So I recently came across a wonderful love story.
A love story that needed just 3 minutes 37 seconds to convey all the emotions, history and experiences of two people’s lives together.
I should point out this love story wasn’t the contrived bollocks you read in Mills & Boon books nor the rose tinted bollocks you get from Hollywood – but a real, live, wonderful love story … full of happiness, pain, ups and downs.
In just 3 minutes, 37 seconds.
Before I get to it, I need to give you a bit of a background.
Two artists, Marina Abramovic and Ulay fell in love in the 1970s.
It was an intense relationship – where they spent all their time together, living in a van and performing their art wherever they found themselves.
However in the mid-80’s, they felt their relationship was coming to an end.
Rather than break up in an explosion of accusation and aggression .. they decided to end their relationship in flamboyant and dramatic style.
Each person went to the opposite end of the Great Wall of China – Ulay from the Gobi Desert, Marina from the Yellow Sea – and then walked towards eachother, all 2500km of it.
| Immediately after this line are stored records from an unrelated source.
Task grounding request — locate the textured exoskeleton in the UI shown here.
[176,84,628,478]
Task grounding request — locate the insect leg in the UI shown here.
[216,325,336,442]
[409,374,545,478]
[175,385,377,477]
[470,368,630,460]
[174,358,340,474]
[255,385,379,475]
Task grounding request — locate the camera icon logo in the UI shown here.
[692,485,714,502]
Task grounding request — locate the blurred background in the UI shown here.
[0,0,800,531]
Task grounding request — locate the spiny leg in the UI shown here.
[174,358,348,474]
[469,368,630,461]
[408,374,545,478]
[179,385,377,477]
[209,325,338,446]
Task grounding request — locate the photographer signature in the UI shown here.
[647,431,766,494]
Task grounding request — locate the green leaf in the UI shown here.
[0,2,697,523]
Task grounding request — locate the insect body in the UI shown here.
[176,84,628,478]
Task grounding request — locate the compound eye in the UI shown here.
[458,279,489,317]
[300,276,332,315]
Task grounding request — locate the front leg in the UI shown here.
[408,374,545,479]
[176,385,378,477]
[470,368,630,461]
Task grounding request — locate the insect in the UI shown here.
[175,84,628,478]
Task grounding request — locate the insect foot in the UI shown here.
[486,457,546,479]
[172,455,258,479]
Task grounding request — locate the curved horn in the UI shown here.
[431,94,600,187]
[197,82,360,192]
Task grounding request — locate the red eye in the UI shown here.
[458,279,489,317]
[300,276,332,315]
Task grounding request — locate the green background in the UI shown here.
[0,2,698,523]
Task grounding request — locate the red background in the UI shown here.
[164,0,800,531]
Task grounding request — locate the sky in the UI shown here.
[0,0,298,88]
Eventually they met in the middle, where they gave eachother one last hug and then walked away … knowing they would never see each other again.
Told you it was dramatic.
Anyway, in 2010, Marina exhibited her ‘The Artist Is Present’ work at MOMA in NYC.
This consisted of her sharing a minutes silence with any stranger who sat in front of her.
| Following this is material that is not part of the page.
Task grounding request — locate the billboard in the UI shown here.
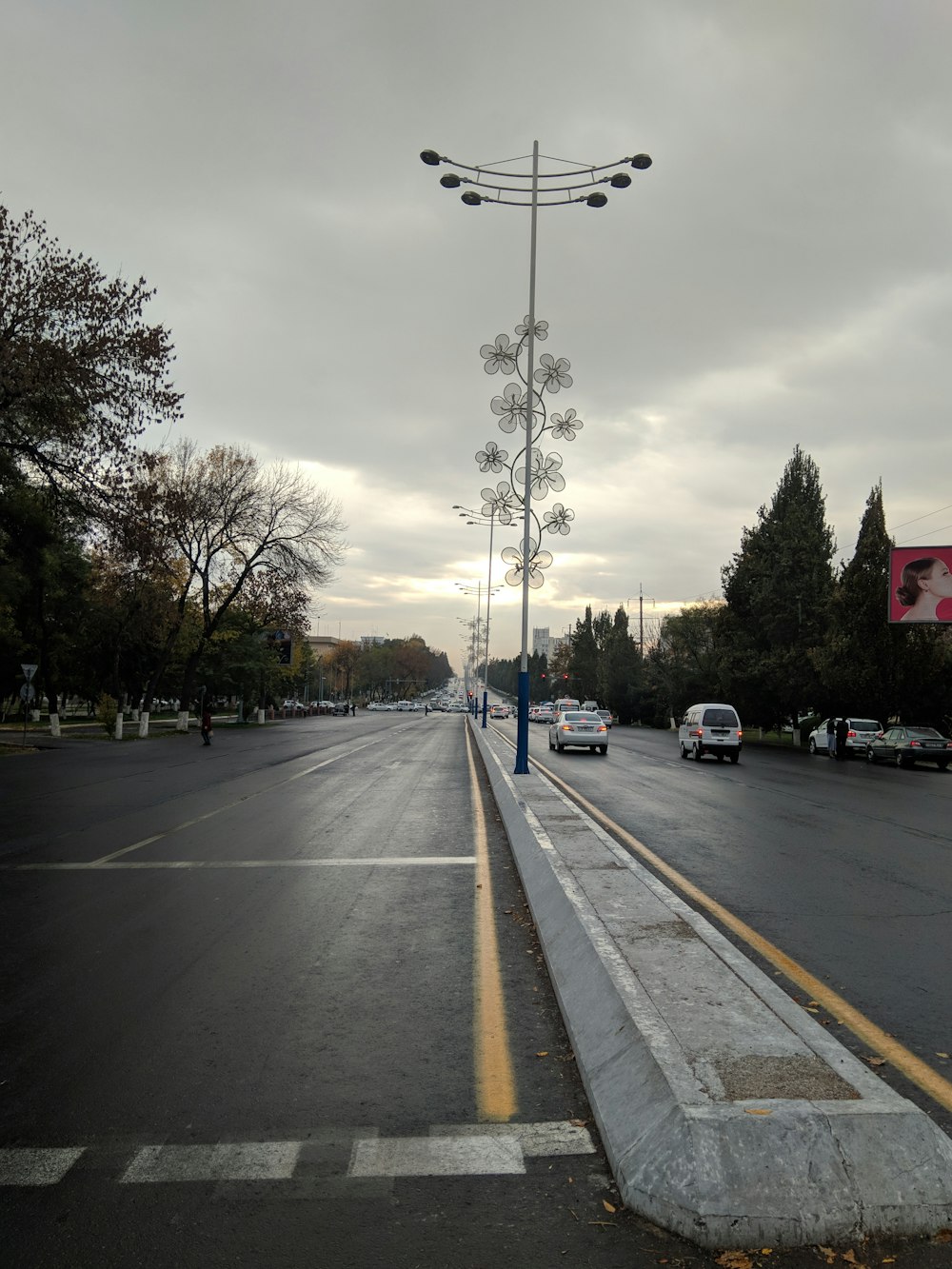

Without her knowledge, Ulay arrived and this is what happened.
Isn’t that beautiful?
So much is said without being said.
OK, I know I’m ridiculously sentimental … but I just love that after almost 22 years, there was still an incredible amount of love and warmth between the two, maybe more than either of them ever imagined there would be or could be.
Of course I don’t mean it in the ‘in love’ sense, but in the ‘love and care’ sense.
Maybe this has something to do with the fact my dream has always been that the month before I die, I get to meet every person who has ever had a positive – and significant – impact on my life so I can say ‘thank you’ to them and ask how their life has been … or maybe it’s because I once experienced a semi-similar situation to the one Marina and Ulay went through.
When I was very young, I was in love with a girl called Helen.
We were at school together and though everyone knew I liked her and she liked me – nothing ever happened other than furtive glances, smiles and the odd bit of good-natured teasing.
Anyway, about 15 years later – when I was living in Sydney – I discovered she was there on her honeymoon.
I couldn’t let the chance pass, so I got in touch with her and not only did she remember who I was [thank god!], she wanted to catch up … so with a hint of nervousness and a dollop of curiosity, I set off to meet her and her husband [who I discovered was a guy we both went to school with]
She hadn’t changed.
Well, obviously she had – but her lovliness and beauty was still there.
Despite not seeing her for almost 2 decades, the warmth was obviously still there as well.
Not – I should add – in the ‘in love’ sense, but in the ‘care and love’ sense.
Anyway, I took them both out for a congratulatory dinner and half way through, her husband got up to use the bathroom.
It was then I took my chance to say something I had waited many, many years to say.
I told her how glad I was to see her.
I told her how I had always thought the World of her.
I told her how I had often wondered what she was up to.
I told her how she was one of the high points of my school days.
I should point I didn’t say this in a mass of emotions, I was very calm … in the way only a person who is [finally] at peace with who they are can be.
And you know what she did?
She grabbed my hand, burst into tears and repeated the words back to me.
All of them.
She was happy to see me.
She had always thought the World of me.
She had often wondered what I was up to.
I was one of the high points of her school days.
It was at this point her husband walked in.
I can’t imagine what he thought seeing his wife in tears, holding the hand of another man – a man he knew his wife had once liked because he was at school with us – but he was very cool about it.
And so he should be, because these weren’t the emotions of ‘long lost love’ speaking, but that of 2 people who had once cared deeply for each other, finally being able to express what they had held in for so many years.
It meant we finally ‘officially’ knew we had been important to each other and, more importantly, we would always remember each other because of that.
So while neither of us have ever seen or spoken to each other since, I feel that day we achieved connection & closure in the most beautiful of ways & for that, I am truly grateful.